Leurs souffles se séparèrent brièvement avant de s'unir à nouveau. La jeune femme fit remonter ses mains jusqu'à la nuque de son amant, effleurant les mèches de cheveux. Comme elle le sentait caresser doucement le bas de son dos, elle se pressa contre lui avec ardeur, laissant leurs langues se mêler.

 

A bout de souffle, ils finirent par se séparer, presque à regret. Front contre front, prisonniers du regard de l'autre, plus rien n'importait. Pas même les grincements familiers de l'escalier à l'extérieur.

 

« Ayleen, je... tenta le garçon.

― Vous êtes là ? Je suis rentrée ! »

 

La voix stridente de Saraï brisa net le charme et, tandis que la porte s'ouvrait, l'ex-princesse paniqua complètement. Sans réfléchir, elle repoussa violemment son prétendant tout en reculant elle-même d'un bon pas. Surpris, Shan dégringola du tabouret et atterrit au sol. Ses avant-bras amortirent heureusement sa chute, préservant son dos à peine soigné.

 

« Qu'est-ce que vous faites ? »

 

La fillette jetait un regard ahuri sur l'étrange scène dont elle était témoin. Ses yeux ronds jonglaient entre chacun des protagonistes, cherchant à comprendre.

 

« Il... il a glissé, lâcha Ayleen, la respiration encore saccadée. »

 

Dans une réaction parfaitement synchronisée, les deux autres l'observèrent avec étonnement.

 

« J'avais commencé à nettoyer après avoir pris mon bain mais il est entré trop vite, renchérit-elle. »

 

Saraï reporta son attention sur son frère. Ce dernier, incapable d'en dire plus, se contenta d'un hochement de tête accompagné d'une grimace gênée. Alors qu'elle était encore sur le qui-vive, la petite parut se détendre. Elle considéra ses aînés quelques secondes avant de déclarer avec assurance :

 

« Bon, quand vous aurez fini de vous embrasser, vous pourrez descendre m'aider à préparer le repas ! »

 

Alors qu'il se pensait tiré d'affaire, Shan sursauta.

 

« Quoi ? s'exclama-t-il pendant qu'Ayleen piquait un fard. »

 

Moqueuse, la gamine lui tira la langue avant de se sauver en étouffant un rire.

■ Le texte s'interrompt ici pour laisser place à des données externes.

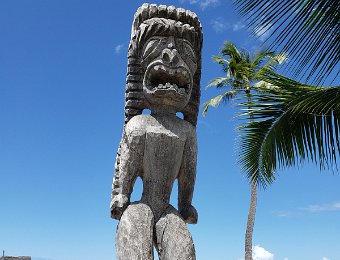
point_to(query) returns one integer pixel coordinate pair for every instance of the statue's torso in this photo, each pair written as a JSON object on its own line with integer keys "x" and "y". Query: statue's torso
{"x": 164, "y": 139}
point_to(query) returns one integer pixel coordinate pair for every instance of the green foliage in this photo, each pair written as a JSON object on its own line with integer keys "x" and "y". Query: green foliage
{"x": 293, "y": 122}
{"x": 306, "y": 29}
{"x": 242, "y": 70}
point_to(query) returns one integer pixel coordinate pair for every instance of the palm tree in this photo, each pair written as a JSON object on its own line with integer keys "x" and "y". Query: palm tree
{"x": 242, "y": 71}
{"x": 293, "y": 122}
{"x": 307, "y": 30}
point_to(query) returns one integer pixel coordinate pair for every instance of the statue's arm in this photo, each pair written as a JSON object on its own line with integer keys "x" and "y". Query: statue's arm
{"x": 128, "y": 167}
{"x": 186, "y": 179}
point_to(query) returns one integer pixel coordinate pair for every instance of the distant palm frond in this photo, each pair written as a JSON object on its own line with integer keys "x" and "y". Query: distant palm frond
{"x": 307, "y": 30}
{"x": 214, "y": 102}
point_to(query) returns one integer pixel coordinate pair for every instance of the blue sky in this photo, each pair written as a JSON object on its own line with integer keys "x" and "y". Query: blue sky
{"x": 62, "y": 83}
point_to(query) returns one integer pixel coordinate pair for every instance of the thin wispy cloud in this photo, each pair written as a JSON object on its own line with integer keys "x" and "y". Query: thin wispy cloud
{"x": 259, "y": 253}
{"x": 322, "y": 207}
{"x": 238, "y": 26}
{"x": 202, "y": 3}
{"x": 263, "y": 32}
{"x": 219, "y": 25}
{"x": 119, "y": 48}
{"x": 315, "y": 208}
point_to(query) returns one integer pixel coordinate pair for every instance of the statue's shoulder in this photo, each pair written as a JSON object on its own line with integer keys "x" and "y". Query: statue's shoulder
{"x": 188, "y": 126}
{"x": 138, "y": 124}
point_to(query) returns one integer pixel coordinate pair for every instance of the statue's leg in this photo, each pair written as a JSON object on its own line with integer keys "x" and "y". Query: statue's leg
{"x": 134, "y": 238}
{"x": 173, "y": 240}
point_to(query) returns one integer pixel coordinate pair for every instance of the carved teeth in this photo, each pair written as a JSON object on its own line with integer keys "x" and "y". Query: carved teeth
{"x": 181, "y": 91}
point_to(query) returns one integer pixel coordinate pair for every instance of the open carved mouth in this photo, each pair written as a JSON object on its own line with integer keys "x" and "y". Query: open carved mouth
{"x": 161, "y": 78}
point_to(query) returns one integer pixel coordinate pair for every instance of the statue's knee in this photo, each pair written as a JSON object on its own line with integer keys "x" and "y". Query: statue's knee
{"x": 173, "y": 239}
{"x": 136, "y": 213}
{"x": 134, "y": 238}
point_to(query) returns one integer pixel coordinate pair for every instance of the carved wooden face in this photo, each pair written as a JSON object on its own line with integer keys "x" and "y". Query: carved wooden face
{"x": 169, "y": 64}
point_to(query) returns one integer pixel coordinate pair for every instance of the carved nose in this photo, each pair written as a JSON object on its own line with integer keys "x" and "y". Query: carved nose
{"x": 170, "y": 56}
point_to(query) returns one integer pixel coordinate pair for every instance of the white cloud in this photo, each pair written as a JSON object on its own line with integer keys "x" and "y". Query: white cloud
{"x": 219, "y": 25}
{"x": 202, "y": 3}
{"x": 259, "y": 253}
{"x": 322, "y": 207}
{"x": 263, "y": 31}
{"x": 206, "y": 3}
{"x": 238, "y": 26}
{"x": 119, "y": 48}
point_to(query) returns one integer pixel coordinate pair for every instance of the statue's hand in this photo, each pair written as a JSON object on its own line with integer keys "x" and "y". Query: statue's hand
{"x": 118, "y": 204}
{"x": 189, "y": 214}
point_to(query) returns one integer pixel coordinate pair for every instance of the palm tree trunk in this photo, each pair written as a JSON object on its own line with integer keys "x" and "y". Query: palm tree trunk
{"x": 250, "y": 222}
{"x": 253, "y": 197}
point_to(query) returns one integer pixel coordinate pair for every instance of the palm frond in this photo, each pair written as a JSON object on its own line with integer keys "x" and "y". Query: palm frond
{"x": 308, "y": 30}
{"x": 214, "y": 102}
{"x": 290, "y": 128}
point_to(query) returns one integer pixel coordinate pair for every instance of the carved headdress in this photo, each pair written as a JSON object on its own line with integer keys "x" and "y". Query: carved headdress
{"x": 152, "y": 20}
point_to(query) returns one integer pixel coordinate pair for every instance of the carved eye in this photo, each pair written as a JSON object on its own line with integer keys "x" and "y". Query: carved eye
{"x": 150, "y": 46}
{"x": 189, "y": 52}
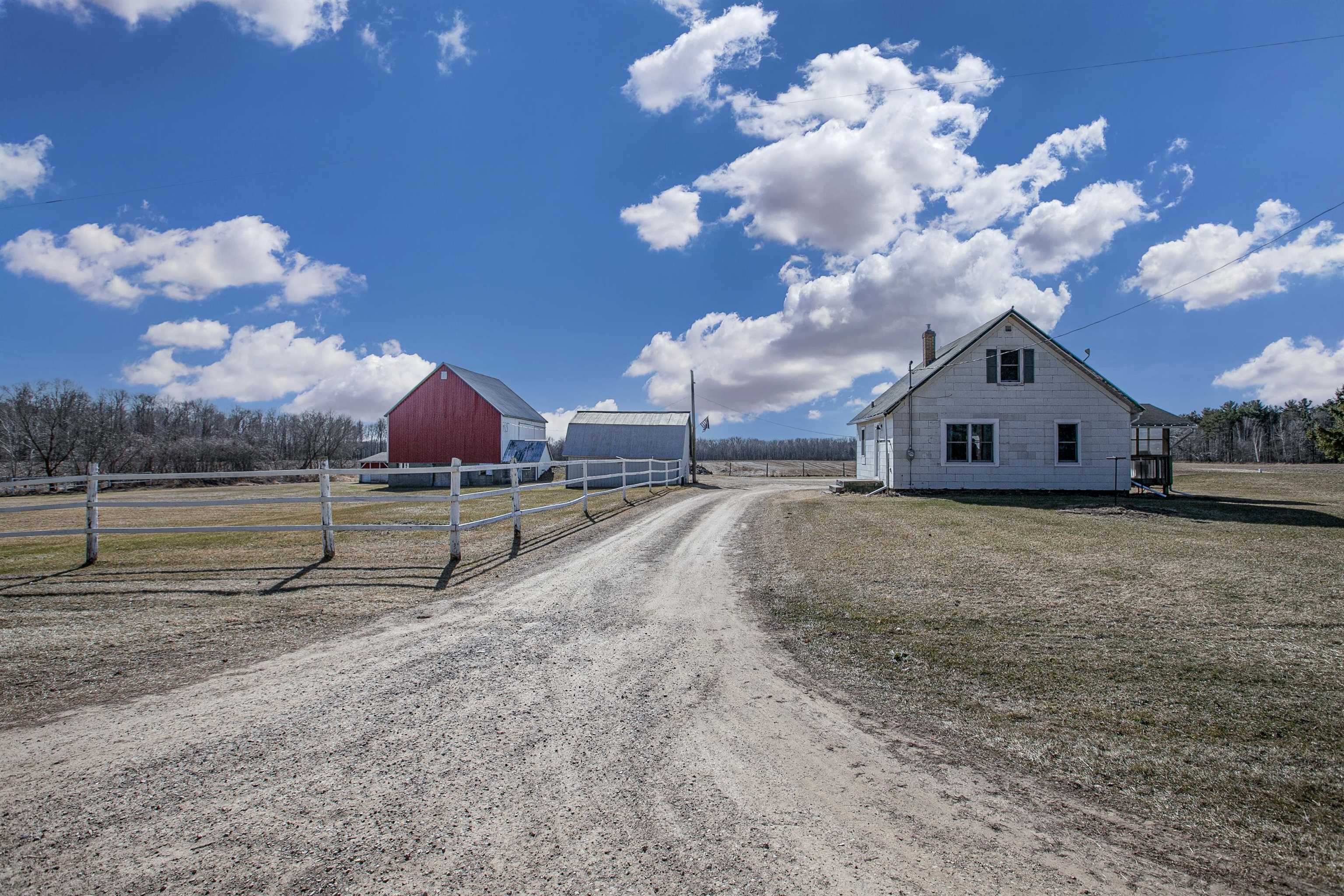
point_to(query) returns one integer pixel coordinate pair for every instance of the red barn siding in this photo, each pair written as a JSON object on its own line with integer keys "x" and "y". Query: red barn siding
{"x": 441, "y": 420}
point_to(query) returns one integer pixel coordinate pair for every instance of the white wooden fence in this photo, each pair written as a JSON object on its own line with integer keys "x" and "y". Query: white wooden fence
{"x": 671, "y": 472}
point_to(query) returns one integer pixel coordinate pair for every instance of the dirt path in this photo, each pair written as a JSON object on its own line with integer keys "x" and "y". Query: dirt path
{"x": 616, "y": 723}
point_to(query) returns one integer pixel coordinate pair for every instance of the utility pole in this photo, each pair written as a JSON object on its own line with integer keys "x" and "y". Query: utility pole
{"x": 695, "y": 425}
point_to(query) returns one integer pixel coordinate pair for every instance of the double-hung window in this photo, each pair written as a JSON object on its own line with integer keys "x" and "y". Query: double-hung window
{"x": 1068, "y": 442}
{"x": 1011, "y": 366}
{"x": 970, "y": 442}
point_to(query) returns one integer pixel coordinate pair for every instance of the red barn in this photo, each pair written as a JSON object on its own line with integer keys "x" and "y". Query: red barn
{"x": 459, "y": 413}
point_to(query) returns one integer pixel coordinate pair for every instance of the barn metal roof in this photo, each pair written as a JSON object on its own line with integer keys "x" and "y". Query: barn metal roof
{"x": 500, "y": 397}
{"x": 886, "y": 402}
{"x": 525, "y": 452}
{"x": 634, "y": 434}
{"x": 504, "y": 399}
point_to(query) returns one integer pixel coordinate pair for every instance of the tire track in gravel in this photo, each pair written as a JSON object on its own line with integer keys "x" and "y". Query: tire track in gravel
{"x": 615, "y": 723}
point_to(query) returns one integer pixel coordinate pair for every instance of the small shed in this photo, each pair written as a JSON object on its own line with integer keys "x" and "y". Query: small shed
{"x": 1151, "y": 446}
{"x": 665, "y": 436}
{"x": 374, "y": 462}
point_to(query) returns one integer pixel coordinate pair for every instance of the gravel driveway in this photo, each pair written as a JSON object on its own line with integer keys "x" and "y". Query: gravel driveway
{"x": 613, "y": 723}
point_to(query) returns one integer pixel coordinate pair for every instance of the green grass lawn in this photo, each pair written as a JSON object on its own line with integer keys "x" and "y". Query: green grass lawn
{"x": 1182, "y": 660}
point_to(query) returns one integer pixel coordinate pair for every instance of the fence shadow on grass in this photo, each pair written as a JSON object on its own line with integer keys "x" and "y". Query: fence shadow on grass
{"x": 298, "y": 578}
{"x": 1200, "y": 508}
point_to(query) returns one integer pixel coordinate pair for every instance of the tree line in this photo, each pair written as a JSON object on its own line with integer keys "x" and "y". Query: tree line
{"x": 57, "y": 427}
{"x": 737, "y": 448}
{"x": 1298, "y": 432}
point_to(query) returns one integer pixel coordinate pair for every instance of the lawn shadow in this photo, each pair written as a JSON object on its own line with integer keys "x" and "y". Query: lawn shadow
{"x": 1199, "y": 508}
{"x": 299, "y": 578}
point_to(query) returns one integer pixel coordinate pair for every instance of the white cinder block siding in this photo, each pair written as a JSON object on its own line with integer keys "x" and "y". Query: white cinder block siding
{"x": 1026, "y": 416}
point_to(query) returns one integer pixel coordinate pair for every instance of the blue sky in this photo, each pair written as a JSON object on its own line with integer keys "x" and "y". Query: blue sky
{"x": 448, "y": 183}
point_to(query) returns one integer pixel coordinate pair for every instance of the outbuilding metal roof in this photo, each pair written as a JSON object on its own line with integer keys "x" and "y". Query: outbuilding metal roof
{"x": 634, "y": 418}
{"x": 635, "y": 434}
{"x": 1154, "y": 416}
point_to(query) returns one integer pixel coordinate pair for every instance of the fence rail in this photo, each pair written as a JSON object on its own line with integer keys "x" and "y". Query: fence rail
{"x": 671, "y": 472}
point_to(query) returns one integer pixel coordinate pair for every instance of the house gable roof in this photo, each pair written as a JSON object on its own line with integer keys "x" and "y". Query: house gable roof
{"x": 949, "y": 354}
{"x": 499, "y": 396}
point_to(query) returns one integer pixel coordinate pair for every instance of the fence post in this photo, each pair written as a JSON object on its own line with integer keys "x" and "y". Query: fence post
{"x": 455, "y": 491}
{"x": 92, "y": 516}
{"x": 324, "y": 488}
{"x": 518, "y": 504}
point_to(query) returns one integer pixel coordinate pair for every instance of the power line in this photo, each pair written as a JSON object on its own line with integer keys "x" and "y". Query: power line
{"x": 835, "y": 436}
{"x": 1100, "y": 320}
{"x": 1057, "y": 72}
{"x": 1154, "y": 299}
{"x": 777, "y": 102}
{"x": 183, "y": 183}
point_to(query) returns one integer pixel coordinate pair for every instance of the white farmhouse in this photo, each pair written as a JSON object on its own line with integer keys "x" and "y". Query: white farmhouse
{"x": 1002, "y": 407}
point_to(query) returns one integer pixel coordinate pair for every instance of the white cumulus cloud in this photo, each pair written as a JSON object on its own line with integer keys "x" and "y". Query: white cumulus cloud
{"x": 1315, "y": 252}
{"x": 686, "y": 69}
{"x": 122, "y": 265}
{"x": 848, "y": 324}
{"x": 452, "y": 43}
{"x": 284, "y": 22}
{"x": 1288, "y": 371}
{"x": 1053, "y": 235}
{"x": 668, "y": 221}
{"x": 1011, "y": 190}
{"x": 23, "y": 167}
{"x": 379, "y": 50}
{"x": 869, "y": 161}
{"x": 264, "y": 364}
{"x": 191, "y": 334}
{"x": 558, "y": 421}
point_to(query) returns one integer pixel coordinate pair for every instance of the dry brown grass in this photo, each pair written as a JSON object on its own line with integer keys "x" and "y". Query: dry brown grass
{"x": 1184, "y": 662}
{"x": 780, "y": 468}
{"x": 163, "y": 610}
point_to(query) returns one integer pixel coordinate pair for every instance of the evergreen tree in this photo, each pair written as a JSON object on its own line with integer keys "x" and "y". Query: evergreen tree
{"x": 1330, "y": 437}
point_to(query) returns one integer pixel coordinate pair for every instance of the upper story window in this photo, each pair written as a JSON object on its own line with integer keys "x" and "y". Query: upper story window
{"x": 1011, "y": 366}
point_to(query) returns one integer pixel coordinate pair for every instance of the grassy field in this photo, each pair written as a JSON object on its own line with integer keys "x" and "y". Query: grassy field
{"x": 162, "y": 610}
{"x": 834, "y": 469}
{"x": 1180, "y": 660}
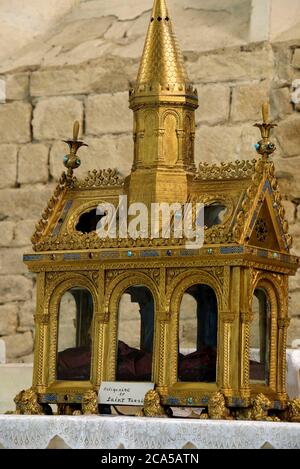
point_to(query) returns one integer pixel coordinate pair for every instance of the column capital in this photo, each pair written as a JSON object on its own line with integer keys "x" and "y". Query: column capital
{"x": 283, "y": 322}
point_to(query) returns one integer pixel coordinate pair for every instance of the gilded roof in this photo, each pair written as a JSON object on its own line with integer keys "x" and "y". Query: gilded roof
{"x": 162, "y": 61}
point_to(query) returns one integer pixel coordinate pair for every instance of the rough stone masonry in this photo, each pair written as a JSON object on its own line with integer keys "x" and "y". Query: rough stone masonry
{"x": 81, "y": 67}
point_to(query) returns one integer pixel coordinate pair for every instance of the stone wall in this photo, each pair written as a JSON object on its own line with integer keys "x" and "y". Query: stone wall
{"x": 81, "y": 70}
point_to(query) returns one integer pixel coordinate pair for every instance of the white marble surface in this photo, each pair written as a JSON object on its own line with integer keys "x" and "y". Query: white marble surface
{"x": 109, "y": 432}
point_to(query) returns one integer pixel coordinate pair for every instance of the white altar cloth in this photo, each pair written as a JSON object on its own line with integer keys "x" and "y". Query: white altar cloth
{"x": 109, "y": 432}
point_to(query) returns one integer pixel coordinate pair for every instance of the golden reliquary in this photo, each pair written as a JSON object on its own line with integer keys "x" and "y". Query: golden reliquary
{"x": 229, "y": 295}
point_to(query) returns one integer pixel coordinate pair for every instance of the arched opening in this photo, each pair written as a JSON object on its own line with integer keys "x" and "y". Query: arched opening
{"x": 135, "y": 335}
{"x": 88, "y": 221}
{"x": 214, "y": 214}
{"x": 198, "y": 330}
{"x": 74, "y": 335}
{"x": 260, "y": 337}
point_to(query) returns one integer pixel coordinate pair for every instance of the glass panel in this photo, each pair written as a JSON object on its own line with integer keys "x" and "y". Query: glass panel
{"x": 135, "y": 335}
{"x": 74, "y": 335}
{"x": 198, "y": 335}
{"x": 259, "y": 338}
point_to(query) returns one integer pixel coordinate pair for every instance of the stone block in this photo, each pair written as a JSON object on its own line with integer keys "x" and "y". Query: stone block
{"x": 294, "y": 303}
{"x": 8, "y": 163}
{"x": 108, "y": 113}
{"x": 213, "y": 104}
{"x": 25, "y": 203}
{"x": 7, "y": 233}
{"x": 15, "y": 121}
{"x": 18, "y": 345}
{"x": 105, "y": 152}
{"x": 15, "y": 288}
{"x": 217, "y": 144}
{"x": 283, "y": 72}
{"x": 288, "y": 173}
{"x": 232, "y": 64}
{"x": 288, "y": 134}
{"x": 24, "y": 230}
{"x": 17, "y": 86}
{"x": 33, "y": 164}
{"x": 8, "y": 318}
{"x": 247, "y": 101}
{"x": 294, "y": 231}
{"x": 54, "y": 118}
{"x": 296, "y": 58}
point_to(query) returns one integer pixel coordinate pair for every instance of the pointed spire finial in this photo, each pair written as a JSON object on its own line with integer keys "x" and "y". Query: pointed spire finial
{"x": 72, "y": 161}
{"x": 265, "y": 147}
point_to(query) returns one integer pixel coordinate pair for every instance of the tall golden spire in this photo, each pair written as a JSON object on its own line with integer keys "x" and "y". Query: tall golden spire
{"x": 162, "y": 60}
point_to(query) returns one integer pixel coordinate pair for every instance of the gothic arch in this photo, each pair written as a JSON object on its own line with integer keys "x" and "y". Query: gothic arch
{"x": 113, "y": 295}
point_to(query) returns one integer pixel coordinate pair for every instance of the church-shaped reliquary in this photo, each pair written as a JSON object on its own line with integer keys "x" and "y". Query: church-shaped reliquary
{"x": 230, "y": 295}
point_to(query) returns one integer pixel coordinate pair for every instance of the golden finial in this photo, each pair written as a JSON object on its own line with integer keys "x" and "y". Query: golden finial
{"x": 72, "y": 161}
{"x": 265, "y": 147}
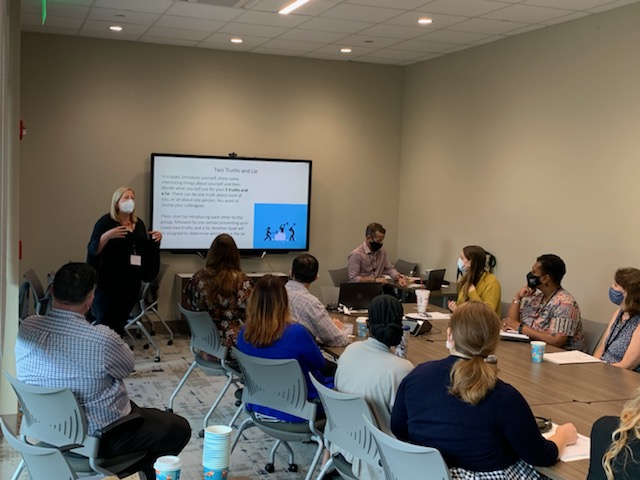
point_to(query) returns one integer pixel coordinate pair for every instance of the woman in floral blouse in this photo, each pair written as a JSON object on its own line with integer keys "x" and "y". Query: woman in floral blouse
{"x": 221, "y": 289}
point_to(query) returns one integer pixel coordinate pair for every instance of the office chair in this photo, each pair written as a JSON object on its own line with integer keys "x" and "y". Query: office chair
{"x": 401, "y": 460}
{"x": 346, "y": 430}
{"x": 280, "y": 385}
{"x": 205, "y": 337}
{"x": 54, "y": 417}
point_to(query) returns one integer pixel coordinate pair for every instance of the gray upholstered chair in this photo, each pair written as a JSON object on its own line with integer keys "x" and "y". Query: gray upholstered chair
{"x": 53, "y": 416}
{"x": 346, "y": 430}
{"x": 205, "y": 337}
{"x": 279, "y": 385}
{"x": 401, "y": 460}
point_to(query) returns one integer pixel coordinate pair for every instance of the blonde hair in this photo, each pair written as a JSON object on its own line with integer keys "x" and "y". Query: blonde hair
{"x": 115, "y": 198}
{"x": 267, "y": 312}
{"x": 628, "y": 430}
{"x": 475, "y": 329}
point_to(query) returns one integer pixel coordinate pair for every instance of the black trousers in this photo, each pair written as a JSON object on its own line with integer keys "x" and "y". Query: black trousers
{"x": 160, "y": 433}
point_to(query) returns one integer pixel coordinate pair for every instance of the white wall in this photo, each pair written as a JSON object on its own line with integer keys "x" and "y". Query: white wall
{"x": 96, "y": 109}
{"x": 527, "y": 146}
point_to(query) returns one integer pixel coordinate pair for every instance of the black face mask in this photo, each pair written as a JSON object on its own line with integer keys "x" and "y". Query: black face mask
{"x": 375, "y": 246}
{"x": 532, "y": 280}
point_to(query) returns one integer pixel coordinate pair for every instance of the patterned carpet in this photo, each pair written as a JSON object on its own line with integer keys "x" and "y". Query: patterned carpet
{"x": 151, "y": 385}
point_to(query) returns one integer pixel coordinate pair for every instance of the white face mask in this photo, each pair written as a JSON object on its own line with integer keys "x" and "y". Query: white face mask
{"x": 127, "y": 206}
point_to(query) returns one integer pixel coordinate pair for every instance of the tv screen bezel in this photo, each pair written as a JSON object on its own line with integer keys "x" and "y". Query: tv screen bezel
{"x": 245, "y": 252}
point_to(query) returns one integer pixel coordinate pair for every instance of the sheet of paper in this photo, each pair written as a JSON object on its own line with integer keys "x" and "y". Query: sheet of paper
{"x": 513, "y": 335}
{"x": 570, "y": 356}
{"x": 577, "y": 451}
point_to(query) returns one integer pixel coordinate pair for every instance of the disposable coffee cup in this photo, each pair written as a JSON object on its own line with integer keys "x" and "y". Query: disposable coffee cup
{"x": 537, "y": 351}
{"x": 216, "y": 473}
{"x": 422, "y": 296}
{"x": 168, "y": 467}
{"x": 361, "y": 323}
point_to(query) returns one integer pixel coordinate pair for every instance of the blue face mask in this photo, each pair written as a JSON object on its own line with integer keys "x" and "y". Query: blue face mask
{"x": 615, "y": 296}
{"x": 461, "y": 266}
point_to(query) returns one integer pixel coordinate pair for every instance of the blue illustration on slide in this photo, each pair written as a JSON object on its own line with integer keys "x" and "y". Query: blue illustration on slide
{"x": 279, "y": 225}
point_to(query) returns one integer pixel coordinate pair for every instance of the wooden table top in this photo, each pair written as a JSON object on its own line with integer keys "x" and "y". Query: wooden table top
{"x": 577, "y": 393}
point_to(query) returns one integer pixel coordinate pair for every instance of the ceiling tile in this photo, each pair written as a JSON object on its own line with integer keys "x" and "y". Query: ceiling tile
{"x": 273, "y": 19}
{"x": 362, "y": 13}
{"x": 423, "y": 47}
{"x": 527, "y": 14}
{"x": 189, "y": 23}
{"x": 330, "y": 25}
{"x": 392, "y": 31}
{"x": 194, "y": 10}
{"x": 249, "y": 29}
{"x": 487, "y": 26}
{"x": 450, "y": 36}
{"x": 401, "y": 4}
{"x": 120, "y": 16}
{"x": 150, "y": 6}
{"x": 177, "y": 33}
{"x": 369, "y": 41}
{"x": 127, "y": 29}
{"x": 312, "y": 36}
{"x": 469, "y": 8}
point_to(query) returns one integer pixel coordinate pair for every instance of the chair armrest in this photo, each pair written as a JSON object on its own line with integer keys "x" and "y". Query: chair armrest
{"x": 129, "y": 421}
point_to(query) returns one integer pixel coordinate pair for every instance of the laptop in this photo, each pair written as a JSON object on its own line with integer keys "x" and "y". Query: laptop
{"x": 433, "y": 278}
{"x": 358, "y": 295}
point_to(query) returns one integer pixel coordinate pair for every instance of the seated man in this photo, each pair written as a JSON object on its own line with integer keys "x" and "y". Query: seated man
{"x": 62, "y": 349}
{"x": 305, "y": 307}
{"x": 369, "y": 262}
{"x": 544, "y": 310}
{"x": 371, "y": 370}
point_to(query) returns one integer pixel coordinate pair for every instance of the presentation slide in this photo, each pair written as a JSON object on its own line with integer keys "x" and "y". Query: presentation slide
{"x": 262, "y": 203}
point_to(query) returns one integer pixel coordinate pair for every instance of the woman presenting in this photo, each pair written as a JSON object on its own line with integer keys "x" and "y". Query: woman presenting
{"x": 124, "y": 254}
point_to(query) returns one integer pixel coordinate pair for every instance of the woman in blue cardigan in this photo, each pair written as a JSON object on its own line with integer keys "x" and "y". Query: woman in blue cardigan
{"x": 483, "y": 427}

Prostrée au sol, la belle rousse agitait la tête de gauche à droite, le visage caché entre ses mains. Trop occupée à se fustiger pour sa bêtise, elle n'entendit pas son compagnon se redresser. Soudain, un index glissa sous son menton pour le relever et le bleu-gris familier des iris lui fit face. Elle inspira pour dire quelque chose mais fut coupée dans son élan lorsqu'il se pencha pour l'embrasser. Leurs lèvres s'accordèrent quelques secondes avant qu'il ne se retire gentiment.

 

« Je ne regrette rien, susurra-t-il à son oreille. »

 

Il recula, un léger sourire étirant le coin de sa bouche, et ramassa sa chemise avant de sortir lentement de la pièce. Ayleen le regarda, secouant la tête. Non mais pour qui il se prenait, hein ?

 

Puis elle porta la main à sa bouche et sourit à son tour.